🤖 AI Summary
This work investigates the limited cross-modal generalization of large language models (LLMs) from symbolic representations—such as code and graphs—to semantically equivalent natural language tasks, particularly in procedural reasoning. The authors propose a two-stage curriculum training strategy: initial pretraining on symbolic data followed by transfer to natural language. This approach not only reveals but also effectively enhances the model’s generative analogical reasoning capability. Evaluated on the 1.5B-parameter Qwen model, the method achieves performance on natural language planning tasks that approaches the zero-shot level of GPT-4o. Furthermore, consistent and significant improvements are demonstrated across multiple model families and diverse procedural tasks, underscoring the robustness and generalizability of the proposed framework.
📝 Abstract
Large language models (LLMs) are trained and tested extensively on symbolic representations such as code and graphs, yet real-world user tasks are often specified in natural language. To what extent can LLMs generalize across these representations? Here, we approach this question by studying isomorphic tasks involving procedures represented in code, graphs, and natural language (e.g., scheduling steps in planning). We find that training LLMs with popular post-training methods on graphs or code data alone does not reliably generalize to corresponding natural language tasks, while training solely on natural language can lead to inefficient performance gains.
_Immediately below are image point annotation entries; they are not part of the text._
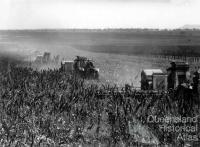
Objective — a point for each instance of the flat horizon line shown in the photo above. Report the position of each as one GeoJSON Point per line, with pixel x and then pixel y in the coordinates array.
{"type": "Point", "coordinates": [100, 29]}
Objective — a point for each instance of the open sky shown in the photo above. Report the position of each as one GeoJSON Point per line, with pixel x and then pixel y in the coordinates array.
{"type": "Point", "coordinates": [40, 14]}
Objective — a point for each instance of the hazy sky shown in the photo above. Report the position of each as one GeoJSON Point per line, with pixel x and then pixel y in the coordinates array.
{"type": "Point", "coordinates": [35, 14]}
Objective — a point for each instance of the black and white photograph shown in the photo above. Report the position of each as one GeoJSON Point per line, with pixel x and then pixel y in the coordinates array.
{"type": "Point", "coordinates": [99, 73]}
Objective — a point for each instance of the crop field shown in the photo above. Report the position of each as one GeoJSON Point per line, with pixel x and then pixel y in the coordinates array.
{"type": "Point", "coordinates": [120, 55]}
{"type": "Point", "coordinates": [51, 108]}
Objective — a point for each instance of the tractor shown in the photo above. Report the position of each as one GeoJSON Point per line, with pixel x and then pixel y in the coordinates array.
{"type": "Point", "coordinates": [85, 68]}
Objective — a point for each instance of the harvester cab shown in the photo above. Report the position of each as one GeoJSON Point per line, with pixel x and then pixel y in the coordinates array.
{"type": "Point", "coordinates": [85, 68]}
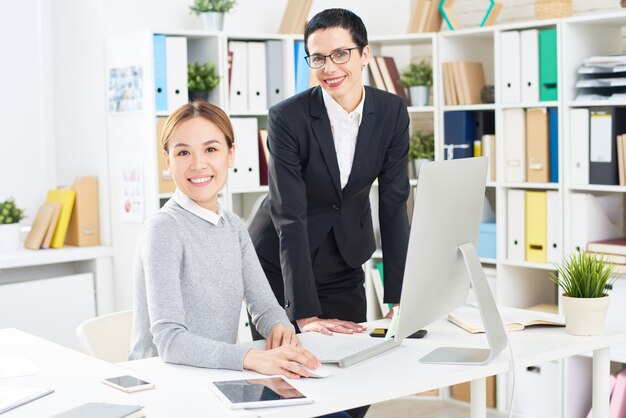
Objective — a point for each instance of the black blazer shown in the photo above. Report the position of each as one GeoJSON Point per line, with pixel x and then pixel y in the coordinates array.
{"type": "Point", "coordinates": [305, 199]}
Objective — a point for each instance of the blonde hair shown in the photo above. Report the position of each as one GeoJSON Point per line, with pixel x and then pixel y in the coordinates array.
{"type": "Point", "coordinates": [202, 109]}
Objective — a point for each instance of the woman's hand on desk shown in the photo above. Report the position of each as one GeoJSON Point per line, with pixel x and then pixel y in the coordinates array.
{"type": "Point", "coordinates": [283, 360]}
{"type": "Point", "coordinates": [281, 335]}
{"type": "Point", "coordinates": [328, 326]}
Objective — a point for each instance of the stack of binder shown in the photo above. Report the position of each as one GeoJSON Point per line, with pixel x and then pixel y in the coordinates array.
{"type": "Point", "coordinates": [529, 67]}
{"type": "Point", "coordinates": [602, 78]}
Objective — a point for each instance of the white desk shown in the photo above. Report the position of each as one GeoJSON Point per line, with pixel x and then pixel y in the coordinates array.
{"type": "Point", "coordinates": [397, 373]}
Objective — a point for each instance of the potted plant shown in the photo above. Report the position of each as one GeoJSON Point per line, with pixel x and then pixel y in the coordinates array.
{"type": "Point", "coordinates": [201, 79]}
{"type": "Point", "coordinates": [212, 12]}
{"type": "Point", "coordinates": [421, 148]}
{"type": "Point", "coordinates": [583, 278]}
{"type": "Point", "coordinates": [10, 216]}
{"type": "Point", "coordinates": [418, 78]}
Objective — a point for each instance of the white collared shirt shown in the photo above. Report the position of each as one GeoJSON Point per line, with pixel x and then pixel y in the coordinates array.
{"type": "Point", "coordinates": [345, 129]}
{"type": "Point", "coordinates": [189, 205]}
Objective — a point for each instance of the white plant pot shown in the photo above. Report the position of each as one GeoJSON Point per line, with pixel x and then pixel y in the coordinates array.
{"type": "Point", "coordinates": [9, 237]}
{"type": "Point", "coordinates": [585, 316]}
{"type": "Point", "coordinates": [212, 21]}
{"type": "Point", "coordinates": [419, 95]}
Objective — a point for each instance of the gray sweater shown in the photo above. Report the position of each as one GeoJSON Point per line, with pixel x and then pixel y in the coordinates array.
{"type": "Point", "coordinates": [190, 278]}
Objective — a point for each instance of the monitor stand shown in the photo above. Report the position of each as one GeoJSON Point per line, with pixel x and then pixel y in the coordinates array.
{"type": "Point", "coordinates": [494, 328]}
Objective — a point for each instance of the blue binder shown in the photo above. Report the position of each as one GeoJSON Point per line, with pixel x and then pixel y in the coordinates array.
{"type": "Point", "coordinates": [553, 138]}
{"type": "Point", "coordinates": [458, 134]}
{"type": "Point", "coordinates": [301, 67]}
{"type": "Point", "coordinates": [160, 74]}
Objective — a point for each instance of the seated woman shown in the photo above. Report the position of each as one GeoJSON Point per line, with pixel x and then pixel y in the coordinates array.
{"type": "Point", "coordinates": [195, 263]}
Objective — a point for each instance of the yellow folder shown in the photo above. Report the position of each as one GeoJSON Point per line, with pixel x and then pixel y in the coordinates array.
{"type": "Point", "coordinates": [66, 197]}
{"type": "Point", "coordinates": [536, 227]}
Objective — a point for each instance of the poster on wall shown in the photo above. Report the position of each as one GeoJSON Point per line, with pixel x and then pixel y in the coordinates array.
{"type": "Point", "coordinates": [131, 191]}
{"type": "Point", "coordinates": [125, 89]}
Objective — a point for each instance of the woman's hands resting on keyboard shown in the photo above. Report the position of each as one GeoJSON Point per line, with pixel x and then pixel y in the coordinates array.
{"type": "Point", "coordinates": [328, 326]}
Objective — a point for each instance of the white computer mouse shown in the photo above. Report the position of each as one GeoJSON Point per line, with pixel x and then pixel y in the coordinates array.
{"type": "Point", "coordinates": [320, 372]}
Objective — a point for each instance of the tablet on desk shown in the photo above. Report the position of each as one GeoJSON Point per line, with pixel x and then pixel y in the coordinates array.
{"type": "Point", "coordinates": [258, 393]}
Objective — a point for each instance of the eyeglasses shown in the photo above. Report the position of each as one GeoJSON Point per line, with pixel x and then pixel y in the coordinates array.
{"type": "Point", "coordinates": [340, 56]}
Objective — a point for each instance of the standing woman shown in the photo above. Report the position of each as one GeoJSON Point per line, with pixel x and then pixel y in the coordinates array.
{"type": "Point", "coordinates": [328, 145]}
{"type": "Point", "coordinates": [195, 263]}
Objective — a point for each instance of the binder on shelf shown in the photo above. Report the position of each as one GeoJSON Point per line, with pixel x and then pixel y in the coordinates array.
{"type": "Point", "coordinates": [537, 145]}
{"type": "Point", "coordinates": [176, 71]}
{"type": "Point", "coordinates": [536, 227]}
{"type": "Point", "coordinates": [553, 139]}
{"type": "Point", "coordinates": [553, 227]}
{"type": "Point", "coordinates": [458, 134]}
{"type": "Point", "coordinates": [160, 73]}
{"type": "Point", "coordinates": [239, 73]}
{"type": "Point", "coordinates": [66, 197]}
{"type": "Point", "coordinates": [594, 218]}
{"type": "Point", "coordinates": [166, 183]}
{"type": "Point", "coordinates": [511, 65]}
{"type": "Point", "coordinates": [301, 67]}
{"type": "Point", "coordinates": [548, 81]}
{"type": "Point", "coordinates": [257, 79]}
{"type": "Point", "coordinates": [275, 71]}
{"type": "Point", "coordinates": [515, 145]}
{"type": "Point", "coordinates": [516, 225]}
{"type": "Point", "coordinates": [245, 172]}
{"type": "Point", "coordinates": [84, 226]}
{"type": "Point", "coordinates": [604, 125]}
{"type": "Point", "coordinates": [579, 137]}
{"type": "Point", "coordinates": [40, 226]}
{"type": "Point", "coordinates": [529, 40]}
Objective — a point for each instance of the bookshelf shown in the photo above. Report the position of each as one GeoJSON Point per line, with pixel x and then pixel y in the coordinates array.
{"type": "Point", "coordinates": [516, 283]}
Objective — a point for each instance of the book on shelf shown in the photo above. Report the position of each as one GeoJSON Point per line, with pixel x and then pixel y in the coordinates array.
{"type": "Point", "coordinates": [468, 318]}
{"type": "Point", "coordinates": [103, 410]}
{"type": "Point", "coordinates": [14, 396]}
{"type": "Point", "coordinates": [616, 246]}
{"type": "Point", "coordinates": [41, 224]}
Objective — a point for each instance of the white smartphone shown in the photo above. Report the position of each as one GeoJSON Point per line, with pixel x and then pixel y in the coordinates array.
{"type": "Point", "coordinates": [128, 383]}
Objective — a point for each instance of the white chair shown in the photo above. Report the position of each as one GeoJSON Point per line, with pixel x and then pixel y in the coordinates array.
{"type": "Point", "coordinates": [107, 337]}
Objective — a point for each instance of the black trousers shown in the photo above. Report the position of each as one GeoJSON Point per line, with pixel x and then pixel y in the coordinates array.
{"type": "Point", "coordinates": [339, 289]}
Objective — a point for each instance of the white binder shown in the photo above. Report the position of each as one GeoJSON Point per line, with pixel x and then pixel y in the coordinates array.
{"type": "Point", "coordinates": [516, 225]}
{"type": "Point", "coordinates": [515, 145]}
{"type": "Point", "coordinates": [239, 76]}
{"type": "Point", "coordinates": [530, 65]}
{"type": "Point", "coordinates": [257, 80]}
{"type": "Point", "coordinates": [553, 227]}
{"type": "Point", "coordinates": [244, 175]}
{"type": "Point", "coordinates": [275, 72]}
{"type": "Point", "coordinates": [510, 65]}
{"type": "Point", "coordinates": [176, 72]}
{"type": "Point", "coordinates": [595, 217]}
{"type": "Point", "coordinates": [579, 146]}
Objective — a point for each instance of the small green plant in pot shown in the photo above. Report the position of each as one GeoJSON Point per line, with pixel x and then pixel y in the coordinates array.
{"type": "Point", "coordinates": [212, 12]}
{"type": "Point", "coordinates": [421, 148]}
{"type": "Point", "coordinates": [10, 216]}
{"type": "Point", "coordinates": [583, 278]}
{"type": "Point", "coordinates": [201, 80]}
{"type": "Point", "coordinates": [418, 78]}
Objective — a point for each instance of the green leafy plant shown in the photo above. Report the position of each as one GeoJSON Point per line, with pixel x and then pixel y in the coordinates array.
{"type": "Point", "coordinates": [221, 6]}
{"type": "Point", "coordinates": [9, 213]}
{"type": "Point", "coordinates": [583, 275]}
{"type": "Point", "coordinates": [417, 75]}
{"type": "Point", "coordinates": [201, 77]}
{"type": "Point", "coordinates": [422, 145]}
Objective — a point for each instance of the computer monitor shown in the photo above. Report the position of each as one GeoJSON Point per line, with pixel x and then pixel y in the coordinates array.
{"type": "Point", "coordinates": [442, 260]}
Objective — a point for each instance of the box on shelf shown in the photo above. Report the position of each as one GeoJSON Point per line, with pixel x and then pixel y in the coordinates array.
{"type": "Point", "coordinates": [487, 240]}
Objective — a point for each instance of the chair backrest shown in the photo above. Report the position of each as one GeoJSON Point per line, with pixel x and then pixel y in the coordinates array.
{"type": "Point", "coordinates": [107, 337]}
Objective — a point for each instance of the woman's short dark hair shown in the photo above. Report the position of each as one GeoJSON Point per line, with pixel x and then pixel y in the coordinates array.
{"type": "Point", "coordinates": [337, 18]}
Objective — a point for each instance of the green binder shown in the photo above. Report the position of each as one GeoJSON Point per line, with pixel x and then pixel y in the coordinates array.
{"type": "Point", "coordinates": [548, 87]}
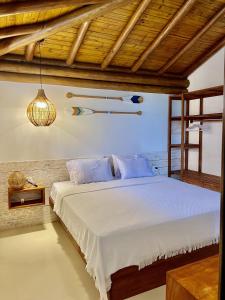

To address this gap, we propose a two-stage data curriculum that first trains on symbolic, then natural language data. The curriculum substantially improves model performance across model families and tasks. Remarkably, a 1.5B Qwen model trained by our method can closely match zero-shot GPT-4o in naturalistic planning. Finally, our analysis suggests that successful cross-representation generalization can be interpreted as a form of generative analogy, which our curriculum effectively encourages.